Uraufführung 44. Filmfestival Max Ophüls Preis

Regie, Buch André Krummel, Pablo Ben Yakov Kamera André Krummel Schnitt André Krummel, Pablo Ben Yakov Ton Tobias Adam, Simon Peter Musik Marius Kirsten Producer Benjamin Leers Redaktion Marcus Vetter (SWR), Jens Stubenrauch (rbb) Produzent:in Benjamin Leers, Ümit Uludağ, Sebastian Lemke Produktion Glotzenoff Koproduktion Filmakademie Baden-Württemberg, Corso Film, Fruitmarket, SWR, rbb

Bio
PABLO BEN YAKOV  *1986 in Saarbrücken, kam als Kinderdarsteller zum Film und studierte Regie an der Filmakademie Baden-Württemberg. ANDRÉ KRUMMEL * 1989 in Sangerhausen, studierte Regie an der Filmakademie Baden-Württemberg. Sein gemeinsam mit Pablo Ben Yakov realisierter Film LORD OF THE TOYS gewann 2018 bei DOK Leipzig die Goldene Taube.

Regiekommentar

Als wir 2017 begannen uns Marcels Geschichte filmisch zu nähern, galt unser Hauptinteresse seinem unwahrscheinlichen Aufstieg: Als junger Homosexueller ins provinzielle Arbeitermilieu geboren, wirkt es wie ein Wunder, dass Marcel es nicht nur geschafft hat, an eine andere Welt zu glauben, sondern sie sich auch zu erschließen. Dass er ohne Schulabschluss heute fünf Sprachen fließend spricht – darunter Japanisch, Chinesisch und Hebräisch – sich ganz selbstverständlich auf verschiedenen Kontinenten zuhause fühlt, und stets zielsicher erreicht, was er sich vornimmt – sei es als Filmschauspieler zu arbeiten, Jude zu werden oder einfach einen Haufen Geld zu haben – ist tief beeindruckend. Marcel ist einer, der es scheinbar von ganz unten nach ganz oben geschafft hat.

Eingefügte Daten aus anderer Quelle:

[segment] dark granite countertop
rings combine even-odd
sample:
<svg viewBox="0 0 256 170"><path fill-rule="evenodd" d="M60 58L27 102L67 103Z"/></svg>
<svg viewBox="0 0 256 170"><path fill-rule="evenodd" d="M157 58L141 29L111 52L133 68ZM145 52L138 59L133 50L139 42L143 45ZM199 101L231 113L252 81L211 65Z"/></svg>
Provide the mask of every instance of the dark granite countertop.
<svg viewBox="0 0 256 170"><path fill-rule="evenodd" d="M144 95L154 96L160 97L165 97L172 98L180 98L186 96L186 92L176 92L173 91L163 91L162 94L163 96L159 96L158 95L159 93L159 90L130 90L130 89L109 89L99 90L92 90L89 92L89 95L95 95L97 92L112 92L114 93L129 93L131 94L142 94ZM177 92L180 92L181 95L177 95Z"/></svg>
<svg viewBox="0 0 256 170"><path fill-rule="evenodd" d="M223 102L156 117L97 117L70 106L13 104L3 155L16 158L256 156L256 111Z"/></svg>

Marcel beim Leben zuzuschauen, macht im ersten Moment wahnsinnig Spaß, ist bunt, absurd, extravagant und ekstatisch. Statt Alltag, ein nicht enden wollender Rausch durch die Unendlichkeit der Optionen. Je länger man den Blick aber hält, umso mehr Risse öffnen sich in der perfekten Oberfläche. Marcels Alltag ist konsequent gelebte Konsumkultur und steht deswegen für sehr viel
mehr als ein sonderbares Einzelschicksal.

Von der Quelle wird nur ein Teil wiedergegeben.